His dark gaze bored into mine. Then he shrugged, his fine suit sliding over his body with suppleness and ease only exorbitant custom-made clothing could achieve. "The Sinsar Dubh is a book."
"A book? That's all? Just a book?" It seemed terribly anti-climactic.
"On the contrary, Ms. Lane, never make that mistake. Never think it just a book. It is an exceedingly rare and exceedingly ancient manuscript countless people would kill to possess."
"Including you? Would you kill to possess it?" I needed to know exactly where we stood, he and I.
"Absolutely." He watched my face as I took that in. "Reconsidering your stay, Ms. Lane?" "Absolutely not." "You'll be going home in a box, then." "Is that another of your threats?"
"It is not I who will put you there." "Who will?"
"I answered your question, now it's your turn to answer mine. What do you know of the Sinsar Dubh, Ms. Lane?"
Not nearly enough, obviously. What on earth had my sister gotten into? Some kind of shadowy Dublin underworld filled with stolen artifacts, peopled by murderers and ruthless thieves?
"Tell me," he pressed. "And don't lie. I'll know."
I glanced at him sharply, almost able to believe he would. Oh, not in some extrasensory way—I don't believe in that kind of stuff—but in the way of a man who scrutinizes people, gathers their tiniest gestures and expressions, and measures them. "My sister was studying here." He'd given me the bare minimum. I would give him nothing more. "She was killed a month ago. She left me a voice-mail message right before she died, telling me I had to find the Sinsar Dubh."
"Why?" "She didn't say. She just said everything depended on it." He made an impatient sound. "Where is this message? I must hear it myself." "I accidentally deleted it," I lied.
He crossed his arms over his chest and leaned back against the wall. "Liar. You would make no such mistake with a sister you care enough about to die for. Where is it?" When I said nothing, he said softly, "If you are not with me, Ms. Lane, you are against me. I have no mercy for my enemies."

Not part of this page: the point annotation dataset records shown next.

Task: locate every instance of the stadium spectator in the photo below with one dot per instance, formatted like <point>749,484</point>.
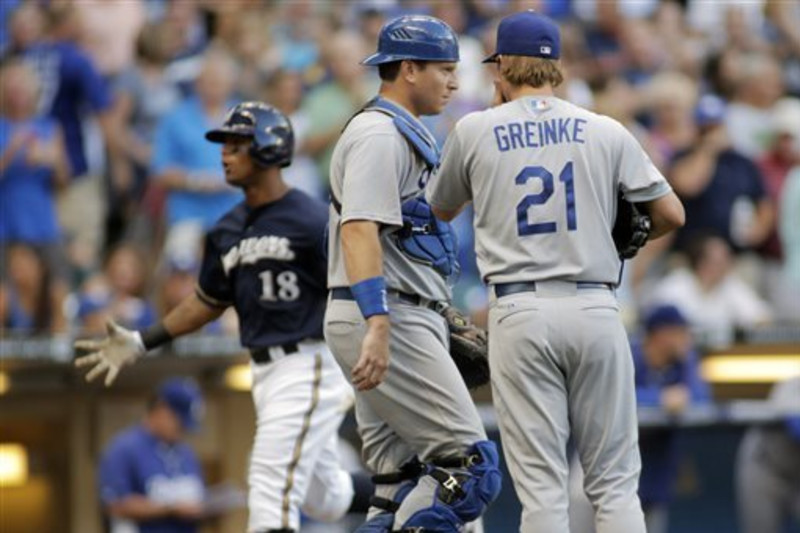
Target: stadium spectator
<point>149,479</point>
<point>749,117</point>
<point>182,164</point>
<point>670,97</point>
<point>721,189</point>
<point>789,230</point>
<point>782,156</point>
<point>33,165</point>
<point>768,467</point>
<point>331,104</point>
<point>118,293</point>
<point>710,294</point>
<point>667,376</point>
<point>110,30</point>
<point>284,90</point>
<point>74,94</point>
<point>29,303</point>
<point>143,95</point>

I shrugged. He wanted the same thing I wanted and he was willing to kill for it. That made us enemies in my book any way I looked at it. I glanced over my shoulder at the hallway beyond the open door and pondered my next move. His threat did not decide me. I wanted to see his face when I played the message for him. If he'd had any involvement with my sister or her death, I hoped he would betray something when he heard her voice and her words. I also wanted him to know that I knew as much as I did, and to believe the police did, as well.
"I already gave a copy of this recording to the Dublin Gardai," I told him, as I fished my cell phone out of my purse and thumbed up my saved messages. "They're working to track down the man she was involved with." See Mac bluff. Better than See Mac run. Way better than See Mac get her stupid self killed. He didn't challenge my words—so much for his boast that he would know if I lied. I pressed speakerphone, then play, and Alina's voice filled the small room.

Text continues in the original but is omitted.